Ia menambahkan, “Karena itu permasalahan banjir sebaiknya dipikirkan solusinya bersama-sama, jangan juga selalu hanya jadi beban Jakarta, apa antisipasi yang bisa kita lakukan bersama sehingga tidak ada lagi istilah banjir kiriman.”

Usulan Pengalihan ke Waduk atau Danau

Lebih lanjut, Rani mengusulkan agar air banjir kiriman dapat dialihkan ke waduk atau danau sebelum sampai ke Jakarta. Hal ini diharapkan dapat menampung volume air yang tinggi akibat curah hujan.

Advertisement

“Sebelum dikirim ke Jakarta apa mungkin bisa dialihkan pengiriman tersebut ke waduk/danau atau apa gitu sejenisnya yabg bisa menampung air akibat curah hujan yang cukup tinggi,” ujarnya.

Respons Gubernur DKI Jakarta

Sebelumnya, Gubernur DKI Jakarta Pramono Anung menyatakan bahwa Jakarta Barat menjadi wilayah terdampak banjir paling parah. Ia mengaitkan hal tersebut dengan kiriman air dari wilayah hulu, khususnya Tangerang dan Tangerang Selatan.

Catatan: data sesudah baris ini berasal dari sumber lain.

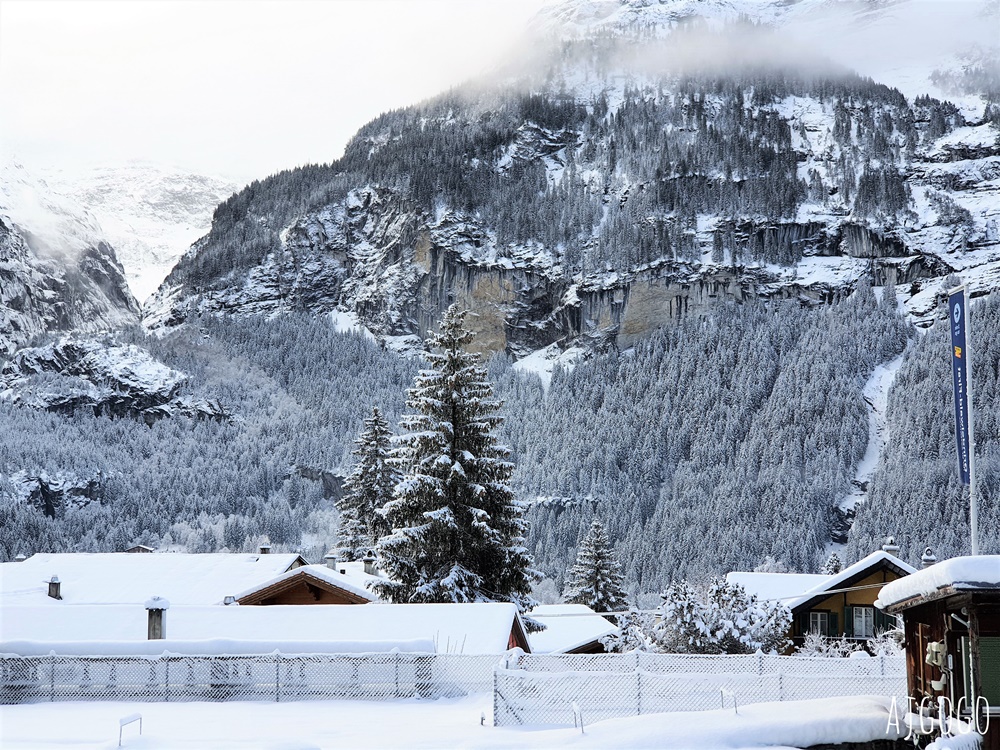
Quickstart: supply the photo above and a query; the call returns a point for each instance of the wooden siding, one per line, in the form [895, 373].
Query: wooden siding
[302, 589]
[935, 619]
[839, 607]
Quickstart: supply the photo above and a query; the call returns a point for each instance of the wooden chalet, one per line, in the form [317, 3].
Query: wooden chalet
[844, 605]
[841, 605]
[951, 621]
[313, 584]
[569, 629]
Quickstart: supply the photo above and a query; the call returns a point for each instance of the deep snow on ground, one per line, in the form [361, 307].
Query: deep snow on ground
[322, 725]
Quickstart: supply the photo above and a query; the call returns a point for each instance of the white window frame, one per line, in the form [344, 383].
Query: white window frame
[864, 622]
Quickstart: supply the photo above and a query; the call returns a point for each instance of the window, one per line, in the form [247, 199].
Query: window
[864, 622]
[819, 622]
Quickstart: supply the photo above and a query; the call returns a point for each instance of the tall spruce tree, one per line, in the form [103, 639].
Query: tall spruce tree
[457, 528]
[366, 490]
[596, 578]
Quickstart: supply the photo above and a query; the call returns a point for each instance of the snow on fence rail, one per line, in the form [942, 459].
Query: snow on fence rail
[539, 689]
[270, 677]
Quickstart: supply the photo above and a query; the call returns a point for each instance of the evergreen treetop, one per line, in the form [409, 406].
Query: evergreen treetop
[457, 528]
[596, 578]
[366, 490]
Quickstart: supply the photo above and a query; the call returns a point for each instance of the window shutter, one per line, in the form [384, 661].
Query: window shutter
[883, 621]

“Kenapa Jakarta Barat paling parah? Yang pertama karena memang kiriman dari hulunya. Kali ini kiriman datang dari Tangerang, Tangerang Selatan, dan sekitarnya,” kata Pramono saat meninjau lokasi pengungsian warga terdampak banjir di Rawa Buaya, Cengkareng, Jakarta Barat, Sabtu (24/1).